Dáil debates

Tuesday, 21 November 2017

2:35 pm

Photo of Brendan HowlinBrendan Howlin (Wexford, Labour) | Oireachtas source

It is an unfortunate fact that over recent weeks, the Taoiseach has given inaccurate information to this House twice. Both occasions related to the Department of Justice and Equality and both now require explanations from the Taoiseach. The first occasion related to the staffing of the Office of the Director of Corporate Enforcement. The Taoiseach told the House in September on the advice of the Department of Justice and Equality that the role of the detective inspector had been filled on a part-time basis while recruitment of a full-time person was under way. This was not true. The person the Taoiseach referred to did not fall under the management of the Office of the Director of Corporate Enforcement. In truth, that vacancy remains unfilled more than a year after it arose. I ask the Taoiseach to correct his statement to the Dáil on that matter.

Second, and potentially more seriously, the Taoiseach made comments to me in this House last week when I was trying to get information that the series of questions posed by Deputy Alan Kelly failed to get from the Department of Justice and Equality and its Minister. The Taoiseach stated the Tánaiste had informed him she only became aware of the legal strategy against Sergeant McCabe around the time it entered the public domain. That is, quite simply, not true and this is not a small matter. The legal strategy was designed to fundamentally discredit Sergeant Maurice McCabe and subvert the course of justice, a matter of enormous importance. This good man could have been destroyed. The strategy was deployed behind closed doors from where it could not be revealed by Sergeant McCabe under threat of criminal sanction. At the same time the Garda Commissioner was instructing her lawyers to discredit Sergeant McCabe, she and the Tánaiste were publicly lauding him. The strategy was fundamentally dishonest.

If the Tánaiste knew even in general terms, as we have now been told, what exactly does that mean? Will the Taoiseach produce the email partially quoted by the Tánaiste on the RTÉ news programme at 1 p.m.? Any Minister being told in any terms of a development as potentially explosive as this would say bluntly, "tell me specifically what happened and why".

That such an email resulted in no action, and cannot even be recalled, is simply not credible. Last week the Taoiseach's view was that the Tánaiste did not know about this and therefore could not be asked anything about it. We are now being asked to accept that she was told by email that an allegation of a serious crime had been part of the legal strategy, yet she still did nothing. That any Minister for Justice and Equality would fail to examine an issue that so fundamentally goes to the heart of the administration of justice in this State is troubling. That the Tánaiste appears to have mislead the Taoiseach last week on this matter speaks to the functioning of Government itself.
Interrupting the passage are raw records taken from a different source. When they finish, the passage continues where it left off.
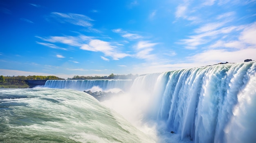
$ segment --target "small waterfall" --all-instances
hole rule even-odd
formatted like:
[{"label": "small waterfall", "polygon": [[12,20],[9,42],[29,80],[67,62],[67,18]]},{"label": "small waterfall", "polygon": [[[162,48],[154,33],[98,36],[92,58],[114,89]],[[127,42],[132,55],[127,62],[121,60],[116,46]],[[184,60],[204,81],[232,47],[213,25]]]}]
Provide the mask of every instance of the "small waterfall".
[{"label": "small waterfall", "polygon": [[119,88],[123,91],[130,89],[132,80],[48,80],[45,87],[53,88],[72,89],[77,90],[87,90],[97,87],[104,91]]},{"label": "small waterfall", "polygon": [[144,119],[164,123],[161,128],[180,134],[182,140],[252,143],[256,71],[253,62],[150,74],[136,79],[131,90],[150,99]]}]

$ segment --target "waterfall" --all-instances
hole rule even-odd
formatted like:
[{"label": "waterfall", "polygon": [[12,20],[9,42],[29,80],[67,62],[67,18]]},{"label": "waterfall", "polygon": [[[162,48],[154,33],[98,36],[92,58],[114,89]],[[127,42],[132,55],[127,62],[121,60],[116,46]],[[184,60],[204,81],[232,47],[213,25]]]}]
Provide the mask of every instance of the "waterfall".
[{"label": "waterfall", "polygon": [[251,62],[150,74],[136,79],[131,89],[151,99],[144,119],[164,123],[181,140],[255,142],[256,70]]},{"label": "waterfall", "polygon": [[72,89],[83,91],[91,90],[97,87],[101,90],[107,90],[119,88],[123,91],[130,89],[132,83],[132,80],[96,79],[96,80],[48,80],[45,87],[53,88]]},{"label": "waterfall", "polygon": [[180,141],[193,143],[256,141],[255,61],[149,74],[134,81],[49,80],[45,85],[80,90],[94,86],[125,91],[123,97],[103,103],[131,122],[155,123],[159,134],[168,132],[168,138],[173,131]]}]

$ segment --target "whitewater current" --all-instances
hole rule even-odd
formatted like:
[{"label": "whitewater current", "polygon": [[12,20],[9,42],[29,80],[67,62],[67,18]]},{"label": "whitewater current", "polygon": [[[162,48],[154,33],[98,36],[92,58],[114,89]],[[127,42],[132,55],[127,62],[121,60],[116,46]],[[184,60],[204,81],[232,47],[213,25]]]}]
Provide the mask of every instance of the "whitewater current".
[{"label": "whitewater current", "polygon": [[0,142],[153,143],[81,91],[0,89]]},{"label": "whitewater current", "polygon": [[[41,141],[38,134],[49,132],[52,137],[50,132],[56,130],[58,138],[79,142],[255,143],[256,71],[253,61],[150,74],[115,84],[48,80],[45,88],[54,88],[1,89],[4,129],[0,141],[19,141],[16,134]],[[99,102],[73,90],[94,88],[124,93]],[[36,120],[30,117],[33,114],[44,115]],[[46,136],[42,139],[51,138]],[[99,140],[87,140],[94,137]]]}]

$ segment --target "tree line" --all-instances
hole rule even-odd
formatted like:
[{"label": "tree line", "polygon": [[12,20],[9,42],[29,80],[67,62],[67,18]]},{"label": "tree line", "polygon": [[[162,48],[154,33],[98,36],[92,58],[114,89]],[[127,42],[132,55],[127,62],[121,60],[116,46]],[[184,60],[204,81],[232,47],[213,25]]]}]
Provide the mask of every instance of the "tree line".
[{"label": "tree line", "polygon": [[108,76],[79,76],[79,75],[75,75],[72,78],[67,78],[67,79],[132,79],[133,80],[139,77],[138,75],[133,75],[130,74],[127,75],[114,75],[113,73]]},{"label": "tree line", "polygon": [[29,75],[28,76],[0,76],[0,88],[24,88],[29,86],[25,82],[26,80],[64,79],[57,77],[41,75]]}]

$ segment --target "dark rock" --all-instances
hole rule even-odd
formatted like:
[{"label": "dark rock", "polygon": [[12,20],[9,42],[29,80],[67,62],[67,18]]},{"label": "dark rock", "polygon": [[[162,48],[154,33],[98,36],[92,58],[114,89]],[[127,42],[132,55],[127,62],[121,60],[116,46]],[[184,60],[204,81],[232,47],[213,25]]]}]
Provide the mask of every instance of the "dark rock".
[{"label": "dark rock", "polygon": [[95,92],[92,92],[90,90],[84,90],[83,92],[92,96],[94,98],[96,98],[100,102],[107,100],[112,97],[113,96],[115,96],[124,93],[124,92],[121,91],[119,91],[118,93],[112,93],[110,91],[106,92],[104,91],[96,91]]},{"label": "dark rock", "polygon": [[221,62],[221,63],[219,63],[219,64],[228,64],[228,63],[229,63],[229,62],[226,62],[225,63],[222,63],[222,62]]},{"label": "dark rock", "polygon": [[252,59],[245,59],[245,62],[250,62],[250,61],[252,61]]}]

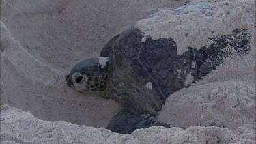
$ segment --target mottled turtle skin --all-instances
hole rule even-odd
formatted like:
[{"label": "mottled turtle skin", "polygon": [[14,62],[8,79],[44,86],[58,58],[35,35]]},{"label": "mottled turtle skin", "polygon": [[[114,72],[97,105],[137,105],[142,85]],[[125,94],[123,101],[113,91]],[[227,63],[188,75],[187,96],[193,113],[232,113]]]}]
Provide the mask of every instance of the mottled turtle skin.
[{"label": "mottled turtle skin", "polygon": [[[77,77],[77,84],[87,83],[84,91],[94,91],[89,87],[95,77],[101,76],[100,81],[106,82],[105,87],[96,87],[94,90],[105,90],[108,98],[123,107],[107,126],[115,132],[130,134],[137,128],[168,126],[154,117],[171,93],[189,87],[186,83],[188,75],[195,82],[216,70],[224,57],[235,53],[244,55],[250,50],[249,38],[244,30],[211,38],[214,44],[200,49],[188,48],[182,55],[177,54],[177,44],[173,40],[154,40],[148,37],[142,42],[143,37],[139,29],[129,28],[112,38],[102,50],[100,56],[109,57],[104,68],[100,68],[98,58],[85,59],[74,66],[66,76],[70,87],[75,89],[74,77]],[[227,46],[233,47],[233,51],[223,51]],[[74,76],[76,72],[89,78]],[[81,82],[83,78],[86,83]]]}]

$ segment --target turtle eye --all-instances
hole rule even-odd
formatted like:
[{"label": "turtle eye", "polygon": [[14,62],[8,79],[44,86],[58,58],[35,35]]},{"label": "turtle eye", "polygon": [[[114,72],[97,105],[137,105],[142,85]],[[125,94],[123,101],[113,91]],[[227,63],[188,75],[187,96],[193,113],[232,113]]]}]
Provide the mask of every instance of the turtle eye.
[{"label": "turtle eye", "polygon": [[82,79],[83,79],[83,76],[78,76],[76,78],[76,82],[77,83],[80,83],[80,82],[82,81]]}]

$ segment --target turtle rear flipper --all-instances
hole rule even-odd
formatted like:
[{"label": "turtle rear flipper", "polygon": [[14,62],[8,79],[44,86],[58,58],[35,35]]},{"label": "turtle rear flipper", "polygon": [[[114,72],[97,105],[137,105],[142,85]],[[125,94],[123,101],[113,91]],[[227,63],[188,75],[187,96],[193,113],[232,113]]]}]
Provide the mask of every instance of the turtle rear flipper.
[{"label": "turtle rear flipper", "polygon": [[158,121],[150,114],[134,115],[128,109],[122,109],[109,122],[107,129],[120,134],[130,134],[136,129],[151,126],[169,127],[169,125]]}]

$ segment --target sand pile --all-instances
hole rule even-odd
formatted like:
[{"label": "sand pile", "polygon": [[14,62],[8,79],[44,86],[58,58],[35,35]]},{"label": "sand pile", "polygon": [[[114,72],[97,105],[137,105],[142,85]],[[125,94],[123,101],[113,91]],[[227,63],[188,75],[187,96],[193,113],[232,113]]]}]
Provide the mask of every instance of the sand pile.
[{"label": "sand pile", "polygon": [[47,122],[30,113],[1,106],[3,143],[253,143],[255,124],[233,132],[217,126],[136,130],[131,134],[64,121]]},{"label": "sand pile", "polygon": [[[195,8],[205,6],[203,14],[214,12],[210,20],[203,15],[199,15],[197,20],[190,19],[191,16],[180,20],[182,23],[190,23],[192,29],[187,38],[180,41],[181,53],[186,51],[185,46],[205,44],[203,40],[196,43],[192,38],[203,40],[197,33],[209,29],[193,27],[197,25],[189,23],[193,20],[202,22],[203,26],[216,24],[218,16],[227,16],[226,12],[229,12],[236,20],[234,24],[227,19],[223,22],[223,27],[247,29],[251,35],[248,55],[225,59],[216,70],[167,100],[158,119],[175,127],[152,127],[128,135],[96,128],[106,127],[120,106],[102,98],[102,93],[85,96],[66,86],[65,72],[77,61],[98,57],[110,38],[158,8],[186,3],[162,1],[1,1],[1,143],[255,143],[255,3],[253,0],[193,1],[189,4],[194,5],[186,5],[185,12],[176,8],[169,14],[173,9],[166,8],[138,23],[145,33],[145,39],[148,35],[155,35],[156,39],[171,38],[154,30],[170,33],[163,31],[173,25],[165,23],[168,18],[175,19],[177,14],[184,17],[197,15]],[[221,15],[223,12],[219,10],[225,14]],[[167,20],[160,23],[152,20],[162,16]],[[214,27],[210,25],[209,29]],[[174,32],[183,29],[175,29]],[[229,29],[225,29],[224,34],[229,33]]]}]

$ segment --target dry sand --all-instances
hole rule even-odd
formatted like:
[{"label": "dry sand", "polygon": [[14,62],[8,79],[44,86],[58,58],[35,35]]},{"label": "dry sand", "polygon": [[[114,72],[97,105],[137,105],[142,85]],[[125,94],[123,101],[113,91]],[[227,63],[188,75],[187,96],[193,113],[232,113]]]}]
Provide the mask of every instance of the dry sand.
[{"label": "dry sand", "polygon": [[[152,127],[128,135],[96,128],[106,127],[120,106],[101,93],[81,94],[66,85],[64,74],[72,66],[98,57],[104,44],[115,34],[160,8],[186,1],[1,0],[1,143],[255,143],[253,0],[242,1],[242,4],[238,2],[240,1],[223,0],[190,3],[204,1],[216,8],[225,7],[220,10],[233,10],[231,14],[236,21],[232,28],[248,29],[252,49],[242,57],[225,59],[205,78],[167,98],[158,119],[175,127]],[[141,21],[141,26],[151,25],[154,27],[152,29],[159,30],[163,26],[158,23],[160,27],[156,27],[150,18],[165,16],[169,9]],[[187,6],[186,12],[193,10]],[[218,16],[221,14],[216,12]],[[202,23],[214,23],[214,18]],[[243,23],[238,24],[241,20]],[[147,27],[140,27],[147,31],[144,31],[144,39],[154,34],[155,39],[171,38],[160,37]],[[195,35],[201,29],[193,29],[189,34],[197,38]],[[229,33],[228,29],[222,31]],[[181,53],[191,37],[182,40]],[[205,44],[203,42],[196,44]]]}]

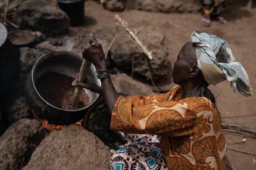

These are serious matters. Will the Taoiseach outline the contacts that he has had with the Tánaiste and the Secretary General of the Department of Justice and Equality to ensure that questions asked in this House are fully and accurately answered? Will he explain how something as serious as this could have reached the Tánaiste and Minister for Justice and Equality's desk without triggering questions or actions of any kind?